Breathing space can only be applied for on behalf of a borrower by an FCA-registered debt adviser and we have been made aware that there are firms with both debt advice and finance capabilities who may be are using the legislation as a means of blocking enforcement action and suppressing charges on bridging finance while they attempt to refinance the borrower.
This is against the spirit of the legislation and is ultimately detrimental to the customer as brokers, who do not forensically assess a case before applying on the debtor’s behalf are most likely to be unsuccessful in refinancing the loan. This is likely add to the emotional distress of the customer and leave the debtor in a far worse position.
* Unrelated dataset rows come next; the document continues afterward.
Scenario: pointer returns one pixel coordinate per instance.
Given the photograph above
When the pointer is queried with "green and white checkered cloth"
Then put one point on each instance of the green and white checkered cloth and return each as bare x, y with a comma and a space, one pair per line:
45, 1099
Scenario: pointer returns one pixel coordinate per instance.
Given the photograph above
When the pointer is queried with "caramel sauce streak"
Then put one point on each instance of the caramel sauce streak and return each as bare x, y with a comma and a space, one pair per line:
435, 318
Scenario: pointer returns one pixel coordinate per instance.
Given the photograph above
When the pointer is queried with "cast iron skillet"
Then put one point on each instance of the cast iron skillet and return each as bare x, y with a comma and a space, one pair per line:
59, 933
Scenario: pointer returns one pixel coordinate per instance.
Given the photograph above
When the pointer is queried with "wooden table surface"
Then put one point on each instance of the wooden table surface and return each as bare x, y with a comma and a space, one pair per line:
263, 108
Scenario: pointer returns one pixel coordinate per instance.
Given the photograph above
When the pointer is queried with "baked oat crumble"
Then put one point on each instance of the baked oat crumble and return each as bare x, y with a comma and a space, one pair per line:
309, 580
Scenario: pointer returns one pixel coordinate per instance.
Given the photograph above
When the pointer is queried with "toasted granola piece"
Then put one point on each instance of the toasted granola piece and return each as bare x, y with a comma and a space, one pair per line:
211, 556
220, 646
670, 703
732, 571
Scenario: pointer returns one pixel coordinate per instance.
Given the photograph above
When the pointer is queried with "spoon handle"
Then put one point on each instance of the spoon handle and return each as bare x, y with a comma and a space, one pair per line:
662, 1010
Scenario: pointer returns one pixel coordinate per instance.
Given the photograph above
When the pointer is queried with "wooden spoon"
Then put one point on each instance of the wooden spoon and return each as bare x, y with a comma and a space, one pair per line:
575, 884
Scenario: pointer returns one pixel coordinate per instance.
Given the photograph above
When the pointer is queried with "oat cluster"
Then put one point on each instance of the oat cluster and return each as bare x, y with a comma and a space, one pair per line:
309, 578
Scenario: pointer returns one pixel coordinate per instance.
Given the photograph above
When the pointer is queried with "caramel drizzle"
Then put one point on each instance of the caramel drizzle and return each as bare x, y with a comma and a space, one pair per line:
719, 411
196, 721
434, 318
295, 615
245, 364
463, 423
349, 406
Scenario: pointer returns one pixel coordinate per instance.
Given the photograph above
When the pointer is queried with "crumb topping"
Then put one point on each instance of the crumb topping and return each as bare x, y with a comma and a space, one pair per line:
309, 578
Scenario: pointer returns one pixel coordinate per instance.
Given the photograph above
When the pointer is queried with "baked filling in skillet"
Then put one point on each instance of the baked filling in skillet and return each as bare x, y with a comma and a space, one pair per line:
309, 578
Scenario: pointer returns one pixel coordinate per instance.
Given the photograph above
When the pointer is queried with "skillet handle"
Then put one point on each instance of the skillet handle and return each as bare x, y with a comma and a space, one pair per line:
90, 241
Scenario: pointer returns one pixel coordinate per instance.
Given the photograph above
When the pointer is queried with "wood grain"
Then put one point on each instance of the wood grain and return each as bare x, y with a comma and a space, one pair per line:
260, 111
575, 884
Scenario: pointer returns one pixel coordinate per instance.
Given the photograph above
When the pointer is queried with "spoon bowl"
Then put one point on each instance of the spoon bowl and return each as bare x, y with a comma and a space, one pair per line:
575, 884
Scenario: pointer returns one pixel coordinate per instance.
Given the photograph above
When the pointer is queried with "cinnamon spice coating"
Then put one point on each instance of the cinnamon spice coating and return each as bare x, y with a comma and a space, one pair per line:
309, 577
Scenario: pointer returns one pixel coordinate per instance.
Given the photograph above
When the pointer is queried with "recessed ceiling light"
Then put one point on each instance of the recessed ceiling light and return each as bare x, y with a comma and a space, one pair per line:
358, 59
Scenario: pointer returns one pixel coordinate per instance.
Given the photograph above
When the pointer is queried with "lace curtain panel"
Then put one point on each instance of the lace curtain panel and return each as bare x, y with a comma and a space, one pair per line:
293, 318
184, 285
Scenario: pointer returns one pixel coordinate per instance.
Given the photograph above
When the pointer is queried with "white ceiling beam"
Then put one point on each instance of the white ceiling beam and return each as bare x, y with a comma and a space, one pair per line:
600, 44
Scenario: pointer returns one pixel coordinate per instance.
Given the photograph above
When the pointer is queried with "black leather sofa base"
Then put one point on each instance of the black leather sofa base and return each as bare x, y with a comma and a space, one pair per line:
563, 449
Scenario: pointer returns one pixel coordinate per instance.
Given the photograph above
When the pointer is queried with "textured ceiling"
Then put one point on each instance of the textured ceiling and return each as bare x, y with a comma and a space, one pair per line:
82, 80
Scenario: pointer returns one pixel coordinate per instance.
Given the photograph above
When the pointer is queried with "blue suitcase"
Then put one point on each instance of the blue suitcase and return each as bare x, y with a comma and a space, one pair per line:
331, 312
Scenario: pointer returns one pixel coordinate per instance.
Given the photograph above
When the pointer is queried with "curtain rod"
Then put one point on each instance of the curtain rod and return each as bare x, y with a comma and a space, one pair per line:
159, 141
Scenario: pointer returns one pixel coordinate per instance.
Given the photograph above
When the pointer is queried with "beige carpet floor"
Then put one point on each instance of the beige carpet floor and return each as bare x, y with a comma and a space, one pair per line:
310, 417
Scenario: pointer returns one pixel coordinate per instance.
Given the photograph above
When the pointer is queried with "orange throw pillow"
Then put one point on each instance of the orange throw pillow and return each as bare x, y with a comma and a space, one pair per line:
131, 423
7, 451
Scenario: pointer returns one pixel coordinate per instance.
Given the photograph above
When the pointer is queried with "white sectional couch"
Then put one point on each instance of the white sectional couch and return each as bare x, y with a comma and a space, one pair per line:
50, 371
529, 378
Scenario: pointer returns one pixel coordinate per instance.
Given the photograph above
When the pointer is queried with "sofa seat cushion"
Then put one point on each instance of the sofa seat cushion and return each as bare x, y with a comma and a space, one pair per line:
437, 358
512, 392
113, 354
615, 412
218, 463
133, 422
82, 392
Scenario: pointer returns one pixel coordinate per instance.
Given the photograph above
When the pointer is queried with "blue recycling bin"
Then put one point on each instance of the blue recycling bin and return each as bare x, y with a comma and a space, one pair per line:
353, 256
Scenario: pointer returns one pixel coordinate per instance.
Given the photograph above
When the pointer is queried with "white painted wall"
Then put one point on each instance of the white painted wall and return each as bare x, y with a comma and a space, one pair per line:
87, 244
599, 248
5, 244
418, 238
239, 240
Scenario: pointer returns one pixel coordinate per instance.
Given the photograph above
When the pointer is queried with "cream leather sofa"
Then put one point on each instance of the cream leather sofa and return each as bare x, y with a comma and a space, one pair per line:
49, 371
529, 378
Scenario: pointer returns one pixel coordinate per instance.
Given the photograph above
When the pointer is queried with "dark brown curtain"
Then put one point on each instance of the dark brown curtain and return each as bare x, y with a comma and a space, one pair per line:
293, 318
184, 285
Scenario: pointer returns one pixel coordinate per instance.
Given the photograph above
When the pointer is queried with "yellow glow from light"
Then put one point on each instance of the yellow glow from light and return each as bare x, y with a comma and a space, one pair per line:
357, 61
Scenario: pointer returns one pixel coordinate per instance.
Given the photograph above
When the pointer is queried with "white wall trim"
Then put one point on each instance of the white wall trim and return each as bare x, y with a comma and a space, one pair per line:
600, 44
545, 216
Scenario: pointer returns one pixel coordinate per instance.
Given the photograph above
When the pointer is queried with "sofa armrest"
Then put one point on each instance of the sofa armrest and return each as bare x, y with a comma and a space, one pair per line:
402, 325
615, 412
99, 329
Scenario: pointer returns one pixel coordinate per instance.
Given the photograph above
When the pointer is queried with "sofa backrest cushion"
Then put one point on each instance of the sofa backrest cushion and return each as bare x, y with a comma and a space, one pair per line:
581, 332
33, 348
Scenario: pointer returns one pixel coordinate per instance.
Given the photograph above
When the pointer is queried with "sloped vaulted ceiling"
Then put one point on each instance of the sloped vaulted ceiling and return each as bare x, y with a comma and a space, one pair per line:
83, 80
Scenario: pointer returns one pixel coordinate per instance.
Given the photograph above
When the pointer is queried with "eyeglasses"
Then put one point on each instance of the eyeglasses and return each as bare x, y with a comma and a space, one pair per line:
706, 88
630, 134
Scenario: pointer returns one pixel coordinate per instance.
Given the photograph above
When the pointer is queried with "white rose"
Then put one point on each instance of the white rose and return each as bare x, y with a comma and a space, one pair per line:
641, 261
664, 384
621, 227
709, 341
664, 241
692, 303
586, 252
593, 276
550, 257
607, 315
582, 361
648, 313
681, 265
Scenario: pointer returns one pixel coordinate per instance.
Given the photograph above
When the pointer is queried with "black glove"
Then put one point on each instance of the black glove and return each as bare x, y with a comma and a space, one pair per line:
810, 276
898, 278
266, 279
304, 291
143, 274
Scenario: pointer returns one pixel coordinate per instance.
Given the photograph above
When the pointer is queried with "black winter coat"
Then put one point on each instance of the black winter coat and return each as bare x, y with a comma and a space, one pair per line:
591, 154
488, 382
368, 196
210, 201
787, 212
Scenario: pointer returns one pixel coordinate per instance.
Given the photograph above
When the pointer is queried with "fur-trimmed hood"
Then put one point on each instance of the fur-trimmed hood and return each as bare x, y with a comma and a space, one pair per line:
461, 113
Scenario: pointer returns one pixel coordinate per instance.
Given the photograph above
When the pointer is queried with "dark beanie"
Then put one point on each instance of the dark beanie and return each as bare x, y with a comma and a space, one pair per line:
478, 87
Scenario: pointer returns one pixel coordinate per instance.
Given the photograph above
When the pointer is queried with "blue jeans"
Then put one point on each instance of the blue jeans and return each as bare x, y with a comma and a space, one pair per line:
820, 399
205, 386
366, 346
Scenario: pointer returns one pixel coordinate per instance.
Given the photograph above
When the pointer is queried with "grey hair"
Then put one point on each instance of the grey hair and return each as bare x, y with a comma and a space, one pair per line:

At the ASTL we have recently written an open letter to intermediaries in the trade press. our request is this: please make use of legislation, like breathing space, in the spirit within which it was intended. Where a borrower is in genuine difficulty, I know that any of our members will be open to engage with the customer to reach a satisfactory outcome through the usual open and direct channels. Our lenders are committed to treating customers fairly and look to find sensible resolution; breathing space prohibits lender contact at a time when the best outcome is, more often than not, found through dialogue.
Misuse of breathing space is detrimental to the reputation of brokers, amongst customers and within the industry. But it’s also detrimental to the reputation of our sector as a whole. The reputation of short term mortgage lending has improved significantly in recent years, thanks in no small way to the good work of the ASTL and our members. Now we have a great opportunity to grow our market, we must all take some responsibility for protecting its reputation.
As we emerge from the pandemic, the bridging market is in good shape. Let’s make the most of this opportunity.